The villagers poured out into the streets to look at the young wife of Mr. Quang: she was cuffed at the elbow and led by some twelve men of the village militia, with rifles on their shoulders and faces as stiff as stone, with the police chief at their head. This display of force was not impressive, because their enemy was only one young woman, with no weapon in her hands, and tears of fear pouring down a pale but still so beautiful face. Walking behind were more than thirty curious youngsters, a volunteer audience and very attentive. Once in a while, a soldier wanting to show off the power of the government would turn around and shout aimlessly:
“Disperse, you hooligans; disperse!”
“Go home and study; this is none of your business.”

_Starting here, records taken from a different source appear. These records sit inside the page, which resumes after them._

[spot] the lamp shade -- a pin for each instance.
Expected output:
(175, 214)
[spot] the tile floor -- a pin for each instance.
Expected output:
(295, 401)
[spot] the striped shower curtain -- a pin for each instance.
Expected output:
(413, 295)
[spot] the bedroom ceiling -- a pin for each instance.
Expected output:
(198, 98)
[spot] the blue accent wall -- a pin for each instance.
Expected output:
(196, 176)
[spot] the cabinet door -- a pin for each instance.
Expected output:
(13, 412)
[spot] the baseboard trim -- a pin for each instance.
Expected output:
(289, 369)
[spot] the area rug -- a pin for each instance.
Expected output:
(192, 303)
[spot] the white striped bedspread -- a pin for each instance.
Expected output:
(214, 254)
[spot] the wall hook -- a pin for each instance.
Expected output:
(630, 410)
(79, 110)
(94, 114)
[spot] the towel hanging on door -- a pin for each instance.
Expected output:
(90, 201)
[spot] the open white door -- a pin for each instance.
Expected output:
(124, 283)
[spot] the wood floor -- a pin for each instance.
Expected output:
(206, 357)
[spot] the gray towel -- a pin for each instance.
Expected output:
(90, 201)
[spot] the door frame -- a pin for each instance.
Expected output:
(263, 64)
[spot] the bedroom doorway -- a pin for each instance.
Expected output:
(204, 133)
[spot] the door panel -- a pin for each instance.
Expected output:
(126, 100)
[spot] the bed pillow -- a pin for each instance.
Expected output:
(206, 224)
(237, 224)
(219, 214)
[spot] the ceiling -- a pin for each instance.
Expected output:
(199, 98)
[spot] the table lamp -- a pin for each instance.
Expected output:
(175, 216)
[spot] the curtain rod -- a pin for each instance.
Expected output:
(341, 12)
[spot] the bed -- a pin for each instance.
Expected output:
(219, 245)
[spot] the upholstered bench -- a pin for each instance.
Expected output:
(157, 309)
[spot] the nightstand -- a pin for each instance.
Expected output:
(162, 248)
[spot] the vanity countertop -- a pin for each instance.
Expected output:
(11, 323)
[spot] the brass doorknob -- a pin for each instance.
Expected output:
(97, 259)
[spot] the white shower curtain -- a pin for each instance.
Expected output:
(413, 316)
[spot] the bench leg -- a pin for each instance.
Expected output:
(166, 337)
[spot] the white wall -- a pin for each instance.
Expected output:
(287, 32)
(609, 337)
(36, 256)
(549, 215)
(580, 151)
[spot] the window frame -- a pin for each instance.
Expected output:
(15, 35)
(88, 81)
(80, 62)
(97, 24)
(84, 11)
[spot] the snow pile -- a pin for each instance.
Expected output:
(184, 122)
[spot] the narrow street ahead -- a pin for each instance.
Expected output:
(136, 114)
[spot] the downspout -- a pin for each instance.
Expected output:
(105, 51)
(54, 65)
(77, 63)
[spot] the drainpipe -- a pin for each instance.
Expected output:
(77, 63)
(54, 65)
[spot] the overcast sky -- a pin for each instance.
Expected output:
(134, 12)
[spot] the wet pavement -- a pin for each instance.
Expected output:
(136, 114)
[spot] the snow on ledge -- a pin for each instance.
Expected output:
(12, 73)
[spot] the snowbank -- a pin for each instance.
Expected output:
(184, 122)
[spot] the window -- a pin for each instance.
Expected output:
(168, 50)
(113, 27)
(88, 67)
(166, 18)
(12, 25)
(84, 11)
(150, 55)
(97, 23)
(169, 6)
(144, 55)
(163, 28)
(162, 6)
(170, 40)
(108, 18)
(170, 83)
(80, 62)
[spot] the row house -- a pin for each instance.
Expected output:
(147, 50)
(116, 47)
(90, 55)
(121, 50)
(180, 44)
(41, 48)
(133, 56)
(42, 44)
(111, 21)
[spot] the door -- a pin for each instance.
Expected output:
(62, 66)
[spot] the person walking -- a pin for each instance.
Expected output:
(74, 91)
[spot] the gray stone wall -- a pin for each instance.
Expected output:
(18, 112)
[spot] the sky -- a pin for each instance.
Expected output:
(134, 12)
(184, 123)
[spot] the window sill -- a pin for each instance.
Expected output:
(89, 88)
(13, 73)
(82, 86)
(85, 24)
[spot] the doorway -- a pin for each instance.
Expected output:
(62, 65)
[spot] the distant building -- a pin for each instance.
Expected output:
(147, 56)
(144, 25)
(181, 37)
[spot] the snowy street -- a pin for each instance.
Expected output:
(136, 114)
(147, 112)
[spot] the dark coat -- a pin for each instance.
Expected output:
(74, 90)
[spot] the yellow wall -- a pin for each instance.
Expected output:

“Go, I tell you; go home!”
But all their threatening was like water off a duck’s back. The group of curious children ran alongside the police all the way to the village office, making a parade without drum and horn. At the office, they ran this way and that when they got shooed away, but when the militia guards were inattentive, they again impudently sneaked back to watch “Miss Ngan of Mr. Quang” being tied up, a scene that had not taken place in Woodcutters’ Hamlet since the land-reform years. They followed when she was led off to the cell in the village storehouse, a five-minute walk away. It was a small house, all closed up like a box with only one heavy wooden door locked by a huge key, with four walls of double brick and no opening or window for ventilation. Long ago that house had held tea for the governing mandarin. In the time of the land reform, the revolutionary government had used it to sequester powerful landowners. Once, more than ten people were detained in that closed space, eighteen square meters. One corner had ashes for a toilet. In the opposite corner was a broken vat holding drinking water for the prisoners. After the land-reform rectification campaign, there had been an order from the district to demolish the building, but the village chairman had second thoughts because it was still of some use. He had people come in to clean it up and paint it white to erase all the bitter memories and neutralize all the remaining stench. Since then the building had been used as a storehouse for the village, to keep tables, chairs, pots and pans, trays and basins, plates and bowls and teacups — all the objects needed for celebrations and receptions for official guests. The village literary group, operating only seasonally, also stored banners and signs there. In another corner, all mixed up, were drums without rim or with holes, two rusted horns, a guitar, two stringless mandolins, and a bunch of moth-eaten flags.